Quantification of CD200 expression in transplanted vascDESS. (a,b) Immunofluorescence co-staining of j/a human skin against huCD200 (green) and huPodoplanin (a) or collagen IV (b). Podoplanin depicts human lymphatic endothelium, while collagen IV is expressed exclusively around human blood capillaries. White arrows in magnification insets indicate double-positive microvascular structures. (c,d) Immunoflorescence co-staining of vascDESS against huCD200 (green) as well as huPodoplanin (red), visualizing the human lymphatic capillaries (c) and huCollagen IV (red) depicting the human blood endothelium (d). (e) Quantification revealed that vascDESS contains a significantly higher number of blood (66.59 ± 20.95) than lymphatic capillaries (32 ± 8.34; ** p = 0.009). Presented values are the mean (±SD) of total numbers of human CD31⁺ or podoplanin⁺ vessels counted per 10× high-power field, n = 6 biological samples in each group.
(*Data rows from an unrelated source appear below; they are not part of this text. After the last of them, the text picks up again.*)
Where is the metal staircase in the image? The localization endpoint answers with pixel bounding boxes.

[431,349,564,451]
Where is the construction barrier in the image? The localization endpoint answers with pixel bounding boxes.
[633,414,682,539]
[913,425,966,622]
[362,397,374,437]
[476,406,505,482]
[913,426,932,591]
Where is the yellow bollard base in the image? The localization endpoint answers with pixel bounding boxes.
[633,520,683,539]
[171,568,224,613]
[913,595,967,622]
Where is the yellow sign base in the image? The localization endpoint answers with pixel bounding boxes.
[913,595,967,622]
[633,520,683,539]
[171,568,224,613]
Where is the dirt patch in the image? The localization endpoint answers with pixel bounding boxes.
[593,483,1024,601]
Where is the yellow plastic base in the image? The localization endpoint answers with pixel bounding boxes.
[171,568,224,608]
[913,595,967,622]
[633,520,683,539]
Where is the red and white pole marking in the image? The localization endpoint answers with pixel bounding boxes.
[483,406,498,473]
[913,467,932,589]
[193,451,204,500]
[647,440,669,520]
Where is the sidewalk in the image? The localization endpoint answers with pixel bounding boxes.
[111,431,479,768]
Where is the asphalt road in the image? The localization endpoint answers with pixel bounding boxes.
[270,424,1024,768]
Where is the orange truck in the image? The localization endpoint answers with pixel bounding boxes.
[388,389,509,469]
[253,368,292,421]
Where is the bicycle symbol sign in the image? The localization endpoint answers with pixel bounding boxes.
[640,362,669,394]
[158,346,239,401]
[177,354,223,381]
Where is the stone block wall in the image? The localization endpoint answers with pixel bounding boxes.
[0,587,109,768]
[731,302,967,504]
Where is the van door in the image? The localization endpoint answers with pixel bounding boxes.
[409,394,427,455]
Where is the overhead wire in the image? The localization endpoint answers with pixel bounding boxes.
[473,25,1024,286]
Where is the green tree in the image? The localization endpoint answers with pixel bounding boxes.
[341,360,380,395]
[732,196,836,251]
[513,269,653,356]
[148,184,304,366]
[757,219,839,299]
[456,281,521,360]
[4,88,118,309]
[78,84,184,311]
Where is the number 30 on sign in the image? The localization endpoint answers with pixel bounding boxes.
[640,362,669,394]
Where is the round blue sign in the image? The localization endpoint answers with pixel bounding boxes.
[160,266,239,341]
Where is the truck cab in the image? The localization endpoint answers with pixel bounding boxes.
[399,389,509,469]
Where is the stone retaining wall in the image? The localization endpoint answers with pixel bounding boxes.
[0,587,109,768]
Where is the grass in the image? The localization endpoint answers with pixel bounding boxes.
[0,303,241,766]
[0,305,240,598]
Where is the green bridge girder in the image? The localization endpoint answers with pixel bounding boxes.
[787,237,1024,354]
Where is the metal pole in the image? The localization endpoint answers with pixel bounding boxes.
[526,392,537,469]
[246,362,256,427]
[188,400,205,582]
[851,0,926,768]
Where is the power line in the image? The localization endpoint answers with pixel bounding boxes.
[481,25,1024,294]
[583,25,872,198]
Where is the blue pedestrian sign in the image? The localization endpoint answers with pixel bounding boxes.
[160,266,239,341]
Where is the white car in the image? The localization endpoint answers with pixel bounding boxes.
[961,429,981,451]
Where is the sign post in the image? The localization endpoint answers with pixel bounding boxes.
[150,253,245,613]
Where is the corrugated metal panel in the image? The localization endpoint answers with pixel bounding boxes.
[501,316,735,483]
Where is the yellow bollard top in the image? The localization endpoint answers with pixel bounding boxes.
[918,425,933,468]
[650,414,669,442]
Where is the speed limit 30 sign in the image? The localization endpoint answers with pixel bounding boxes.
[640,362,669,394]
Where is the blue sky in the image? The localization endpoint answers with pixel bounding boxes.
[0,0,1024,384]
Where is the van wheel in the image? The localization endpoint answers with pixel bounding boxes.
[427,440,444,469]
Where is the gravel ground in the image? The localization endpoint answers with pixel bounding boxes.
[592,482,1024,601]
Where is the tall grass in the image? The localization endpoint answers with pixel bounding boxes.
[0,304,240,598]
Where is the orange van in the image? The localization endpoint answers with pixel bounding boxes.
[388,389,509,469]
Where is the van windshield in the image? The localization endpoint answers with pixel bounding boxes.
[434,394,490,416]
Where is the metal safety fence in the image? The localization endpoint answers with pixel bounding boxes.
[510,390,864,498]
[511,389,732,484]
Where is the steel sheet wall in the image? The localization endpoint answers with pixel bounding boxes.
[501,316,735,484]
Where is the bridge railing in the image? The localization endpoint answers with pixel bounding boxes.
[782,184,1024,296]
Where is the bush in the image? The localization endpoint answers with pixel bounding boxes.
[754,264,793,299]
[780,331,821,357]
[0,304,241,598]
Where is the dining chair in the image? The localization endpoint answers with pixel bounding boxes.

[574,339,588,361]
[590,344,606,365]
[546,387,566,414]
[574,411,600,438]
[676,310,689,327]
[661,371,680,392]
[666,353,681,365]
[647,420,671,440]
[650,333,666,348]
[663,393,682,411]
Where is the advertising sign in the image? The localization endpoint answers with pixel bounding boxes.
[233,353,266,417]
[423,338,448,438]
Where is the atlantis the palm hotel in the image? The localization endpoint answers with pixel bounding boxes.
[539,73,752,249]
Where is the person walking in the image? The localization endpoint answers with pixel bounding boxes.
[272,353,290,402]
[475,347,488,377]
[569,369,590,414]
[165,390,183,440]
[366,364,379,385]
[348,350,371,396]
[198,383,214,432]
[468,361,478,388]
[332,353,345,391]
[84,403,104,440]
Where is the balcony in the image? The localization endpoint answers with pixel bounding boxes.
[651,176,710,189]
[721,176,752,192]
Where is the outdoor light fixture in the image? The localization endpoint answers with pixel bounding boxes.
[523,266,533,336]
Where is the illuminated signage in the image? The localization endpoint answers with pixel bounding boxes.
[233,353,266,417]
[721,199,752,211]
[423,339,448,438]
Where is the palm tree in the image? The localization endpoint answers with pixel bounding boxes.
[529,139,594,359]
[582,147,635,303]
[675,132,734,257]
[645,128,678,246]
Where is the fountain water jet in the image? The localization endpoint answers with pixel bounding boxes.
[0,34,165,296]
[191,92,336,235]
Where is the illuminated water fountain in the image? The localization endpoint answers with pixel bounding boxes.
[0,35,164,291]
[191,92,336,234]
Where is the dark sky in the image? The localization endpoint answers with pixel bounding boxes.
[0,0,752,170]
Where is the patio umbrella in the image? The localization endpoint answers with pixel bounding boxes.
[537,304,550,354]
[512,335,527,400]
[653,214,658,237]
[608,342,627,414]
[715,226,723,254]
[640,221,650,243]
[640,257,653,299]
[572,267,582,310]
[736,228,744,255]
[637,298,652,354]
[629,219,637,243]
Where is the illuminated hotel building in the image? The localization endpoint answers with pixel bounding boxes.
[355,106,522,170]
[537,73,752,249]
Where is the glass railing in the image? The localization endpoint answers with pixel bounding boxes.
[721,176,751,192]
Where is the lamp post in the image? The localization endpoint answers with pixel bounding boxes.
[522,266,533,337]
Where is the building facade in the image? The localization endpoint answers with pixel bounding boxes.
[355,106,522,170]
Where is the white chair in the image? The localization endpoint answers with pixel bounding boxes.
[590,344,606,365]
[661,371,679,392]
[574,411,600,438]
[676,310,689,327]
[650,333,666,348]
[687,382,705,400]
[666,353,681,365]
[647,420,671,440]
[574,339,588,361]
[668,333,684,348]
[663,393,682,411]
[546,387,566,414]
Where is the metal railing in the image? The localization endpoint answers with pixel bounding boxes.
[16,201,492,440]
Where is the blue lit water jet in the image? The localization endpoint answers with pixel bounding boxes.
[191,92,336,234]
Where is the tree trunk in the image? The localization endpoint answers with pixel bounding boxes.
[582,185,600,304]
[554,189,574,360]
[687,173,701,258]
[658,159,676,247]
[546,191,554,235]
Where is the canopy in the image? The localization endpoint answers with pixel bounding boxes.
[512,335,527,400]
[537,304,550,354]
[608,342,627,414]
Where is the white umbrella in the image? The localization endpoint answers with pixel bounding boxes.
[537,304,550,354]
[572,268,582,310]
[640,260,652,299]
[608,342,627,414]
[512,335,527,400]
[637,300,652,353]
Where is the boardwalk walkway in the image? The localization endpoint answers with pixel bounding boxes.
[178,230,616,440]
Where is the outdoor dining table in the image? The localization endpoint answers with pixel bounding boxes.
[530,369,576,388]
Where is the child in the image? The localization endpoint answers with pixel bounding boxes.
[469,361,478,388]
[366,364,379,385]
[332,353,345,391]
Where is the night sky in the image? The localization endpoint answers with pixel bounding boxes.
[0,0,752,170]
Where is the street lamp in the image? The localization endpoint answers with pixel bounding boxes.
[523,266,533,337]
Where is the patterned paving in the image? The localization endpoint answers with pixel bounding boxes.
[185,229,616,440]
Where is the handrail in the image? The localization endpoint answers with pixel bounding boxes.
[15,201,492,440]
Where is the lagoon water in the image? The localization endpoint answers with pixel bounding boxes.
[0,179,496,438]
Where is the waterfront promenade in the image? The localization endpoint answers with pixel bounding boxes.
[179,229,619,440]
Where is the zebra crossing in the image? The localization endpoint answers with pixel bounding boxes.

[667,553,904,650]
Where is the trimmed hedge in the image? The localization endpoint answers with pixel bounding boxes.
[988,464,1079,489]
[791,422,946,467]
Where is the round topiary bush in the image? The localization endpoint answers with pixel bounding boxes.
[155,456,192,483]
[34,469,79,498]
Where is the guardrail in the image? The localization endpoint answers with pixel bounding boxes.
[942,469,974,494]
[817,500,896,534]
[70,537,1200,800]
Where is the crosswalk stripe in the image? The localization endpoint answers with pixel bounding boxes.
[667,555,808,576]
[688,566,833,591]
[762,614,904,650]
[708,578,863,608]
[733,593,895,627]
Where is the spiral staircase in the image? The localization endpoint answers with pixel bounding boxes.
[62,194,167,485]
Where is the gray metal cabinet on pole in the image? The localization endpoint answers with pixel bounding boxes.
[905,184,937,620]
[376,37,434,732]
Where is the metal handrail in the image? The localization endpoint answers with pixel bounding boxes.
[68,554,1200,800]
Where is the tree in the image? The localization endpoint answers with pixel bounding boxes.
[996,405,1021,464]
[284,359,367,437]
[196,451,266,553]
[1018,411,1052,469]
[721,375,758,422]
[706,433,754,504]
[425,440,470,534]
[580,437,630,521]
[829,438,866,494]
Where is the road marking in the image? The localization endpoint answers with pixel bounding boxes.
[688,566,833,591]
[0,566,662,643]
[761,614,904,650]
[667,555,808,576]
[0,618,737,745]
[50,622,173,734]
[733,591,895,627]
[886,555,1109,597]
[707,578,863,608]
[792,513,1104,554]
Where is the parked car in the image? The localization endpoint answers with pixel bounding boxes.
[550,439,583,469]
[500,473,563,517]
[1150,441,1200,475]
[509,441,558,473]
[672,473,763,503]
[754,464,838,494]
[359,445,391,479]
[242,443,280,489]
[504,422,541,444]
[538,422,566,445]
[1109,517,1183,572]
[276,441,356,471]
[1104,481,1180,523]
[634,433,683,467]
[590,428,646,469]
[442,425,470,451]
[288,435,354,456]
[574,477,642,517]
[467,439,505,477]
White arrows in magnification insets indicate double-positive microvascular structures. (f) Quantification of CD200 expression on blood and lymphatic vessels in vascDESS. Please note that CD200 is expressed mainly on the lymphatic vessels (41.67 ± 5.89), while blood vessels exhibit only minor expression of that marker (8.63 ± 2.95; **** p < 0.0001). The results are expressed as mean ± SD from n = 3 biological donors from 3 independent animal transplantation (6 animals in total). Cell nuclei are stained with Hoechst (blue). Scale bars 50 μm.

Figure 8

Expression of CD200R in human j/a skin as well as in non-vascDESS and vascDESS. (a,a’) Immunofluorescence pictures of j/a skin stained against CD31 (red) and CD200R (green). Note that CD200R⁺ immune cells (9.65 ± 3.56) are closely associated with CD31⁺ capillaries. (b,c) The expression of CD200R in non-vascDESS at one week (4 ± 1.55, p = 0.1551 vs. normal skin) (b) and 3 weeks (2.67 ± 1.55, p = 0.0565 vs. normal skin) (c) after transplantation. Once again, CD200R-expressing cells were located in close proximity to the CD31⁺ capillaries. (d,e) The expression of CD200R in vascDESS one week (26.5 ± 7.71, p < 0.0001 vs. non-vascDESS 1w, **** p < 0.0001 vs. human skin) (d) and three weeks (21.31 ± 5.4, p < 0.0001 vs. non-vascDESS 1w, p < 0.0001 vs. human skin) (e) post-transplantation. Numerous CD200R⁺ cells were visible throughout the entire dermal layer and adhered mainly to the CD200⁺ endothelium. (f) Quantification of CD200R-expressing cells in the dermal compartments of j/a human skin as well as in non-vasc and vascDESS after one and three weeks in vivo. Please note the significantly higher number of CD200R⁺ cells in the dermis of vascDESS, as compared to the native skin or non-vascDESS. In contrast, human vascDESS containing human blood and lymphatic capillaries demonstrated enhanced density of rat CD200R-positive cells at one (26.5 ± 7.71, p < 0.0001 vs. non-vascDESS one week, **** p < 0.0001 vs. human skin) and three (21.31 ± 5.4, **** p < 0.0001 vs. non-vascDESS 1w, p < 0.0001 vs. human skin) weeks in vivo (d,e). White arrows in magnification insets indicate CD200–CD200R interactions. (g) In vivo, significantly more CD200⁺ endothelial cells were associated with rat CD200R⁺ immune cells 1 w post-transplantation compared to CD200R⁺ cells that were non-associated with CD200⁺ endothelial cells (**** p < 0.0001). This difference disappears after 3 w in vivo (ns, p > 0.05). The results are expressed as mean ± SD from n = 3 biological donors from 3 independent animal transplantation (6 animals in total). Cell nuclei are stained with Hoechst (blue). Scale bars 100 μm and 50 μm (magnification insets).